While there was still conflict in the 1990’s and into this century, the world itself around which it occurred had changed. The younger generation that came up from the 1990’s and into the modern era were not immersed in commitment to larger ideals or goals because there were none that seem to exist. The few that did like religion, increasingly seemed to be corrupt and on the out. And big business was so naked about its self-absorbed capitalism that it barely needed an explanation.

While the war on terror and in Iraq seem to be drawn out blood bath rooted in political ego and mistakes, many soldiers who went there had often said that they still felt a sense of purpose. Something they were doing actually mattered on the scales of history and wasn't just a forgettable footnote for someone to do a Youtube video on.

This wasn't the same glory-hunting from the ancient world, or the violent culture clashes of god and empires from the Middle Ages. It was however the same existential feeling that something they did or died for was actually fulfilling, or at least had the potential to be. That spirit no longer existed in the civilian world, or perhaps they weren’t aware for their capacity for that need before hand.

Normal living had become fighting just to get and maintain a job, or paying the bills and managing wartime injuries like PTSD in a world that saw you as replaceable via Craigslist. People coming back seem to be treated as a different class, both because of their choice to fight abroad that other civies didn’t make, and how that experience had altered them. It was a rut the way it was described by many veterans, that lacked any who understood what it was like to have a band of brothers at your back and to feel like something you were a part of something. And that in turn made them feel valuable as human beings.
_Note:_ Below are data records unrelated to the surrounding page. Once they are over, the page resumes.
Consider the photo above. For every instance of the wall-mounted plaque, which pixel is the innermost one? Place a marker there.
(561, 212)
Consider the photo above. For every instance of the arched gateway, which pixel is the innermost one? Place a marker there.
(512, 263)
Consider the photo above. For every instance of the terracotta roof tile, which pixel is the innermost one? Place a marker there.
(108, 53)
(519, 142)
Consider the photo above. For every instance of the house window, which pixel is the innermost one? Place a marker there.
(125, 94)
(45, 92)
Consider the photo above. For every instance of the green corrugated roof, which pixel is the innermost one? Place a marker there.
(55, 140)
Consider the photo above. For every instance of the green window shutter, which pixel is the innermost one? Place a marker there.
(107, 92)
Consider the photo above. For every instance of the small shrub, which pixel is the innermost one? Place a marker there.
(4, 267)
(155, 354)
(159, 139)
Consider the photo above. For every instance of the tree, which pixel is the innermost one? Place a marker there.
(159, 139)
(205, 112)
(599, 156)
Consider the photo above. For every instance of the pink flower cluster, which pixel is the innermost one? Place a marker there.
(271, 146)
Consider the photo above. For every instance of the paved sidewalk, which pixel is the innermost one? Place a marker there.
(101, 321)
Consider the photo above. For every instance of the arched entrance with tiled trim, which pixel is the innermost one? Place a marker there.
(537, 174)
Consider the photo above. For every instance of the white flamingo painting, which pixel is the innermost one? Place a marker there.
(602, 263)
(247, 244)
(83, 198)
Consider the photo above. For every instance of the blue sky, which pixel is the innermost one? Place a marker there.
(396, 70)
"Its debatable where the human urge to fall into the greater currents of history and immortality come from."

Re-Discovering Purpose

This leads up to the conflict with ISIS, where the crimes they were committing were something out of the Dark Ages and nakedly brutal. It wasn’t Hollywood. It wasn’t doctored, government propaganda and it wasn’t fake. There was no apology for it or rationalization like most modern conflicts. The idea that humanity had evolved passed such barbarism was again shattered and more importantly, was brought home by globalism and the internet. While most of us felt helpless to do anything, or would not do anything to stop it, it seemed like many current veterans from Western countries, and even some civilians, felt just as compelled to go out and do something about it as did their counterparts who did the same to join the ranks of ISIS.

World War Two has often been referred to as the last, good war because everything seemed clear cut and what they were struggling against. This conviction became even more powerful with the revelation of concentration camps and atrocities committed in the Pacific. It was not just an issue of nations squabbling over petty things with their armies, but a true fight against something genuinely evil.
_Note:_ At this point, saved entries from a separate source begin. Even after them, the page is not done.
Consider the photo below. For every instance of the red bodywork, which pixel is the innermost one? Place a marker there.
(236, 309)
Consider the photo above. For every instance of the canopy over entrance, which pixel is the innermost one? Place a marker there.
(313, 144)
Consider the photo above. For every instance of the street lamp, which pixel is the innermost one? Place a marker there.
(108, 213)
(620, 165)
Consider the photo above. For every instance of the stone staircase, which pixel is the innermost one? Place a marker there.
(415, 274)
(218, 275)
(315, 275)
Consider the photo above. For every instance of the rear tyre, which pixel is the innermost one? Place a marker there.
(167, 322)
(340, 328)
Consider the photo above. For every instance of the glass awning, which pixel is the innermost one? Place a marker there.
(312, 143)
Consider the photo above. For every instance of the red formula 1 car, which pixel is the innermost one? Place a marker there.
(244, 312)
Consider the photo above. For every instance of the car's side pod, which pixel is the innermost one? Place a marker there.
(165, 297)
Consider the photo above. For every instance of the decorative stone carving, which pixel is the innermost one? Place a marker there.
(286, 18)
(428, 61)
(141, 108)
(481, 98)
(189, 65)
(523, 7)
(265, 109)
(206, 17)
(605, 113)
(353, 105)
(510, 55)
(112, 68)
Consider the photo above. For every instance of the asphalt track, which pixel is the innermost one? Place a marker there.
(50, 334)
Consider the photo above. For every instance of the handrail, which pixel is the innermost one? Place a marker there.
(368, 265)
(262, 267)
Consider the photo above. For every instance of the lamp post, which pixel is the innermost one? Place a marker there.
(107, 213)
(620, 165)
Its debatable where the human urge to fall into the greater currents of history and immortality come from. Religious institutions would say that its inborn and placed in the soul by deities. Intellectuals may say that it is engraved culturally and that veterans who feel that this need has not been met by their own cultures and is a failing of the culture itself. And others may still say that such people are war mongers.

What cant be argued is that being a soldier and a warrior across the centuries has meant something very dear and dearly brought. Strong enough that even peace time for some doesn’t satiate it and that its worth letting go of the comforts of home and the backing of their governments. Maybe its something that Alexander the Great could answer.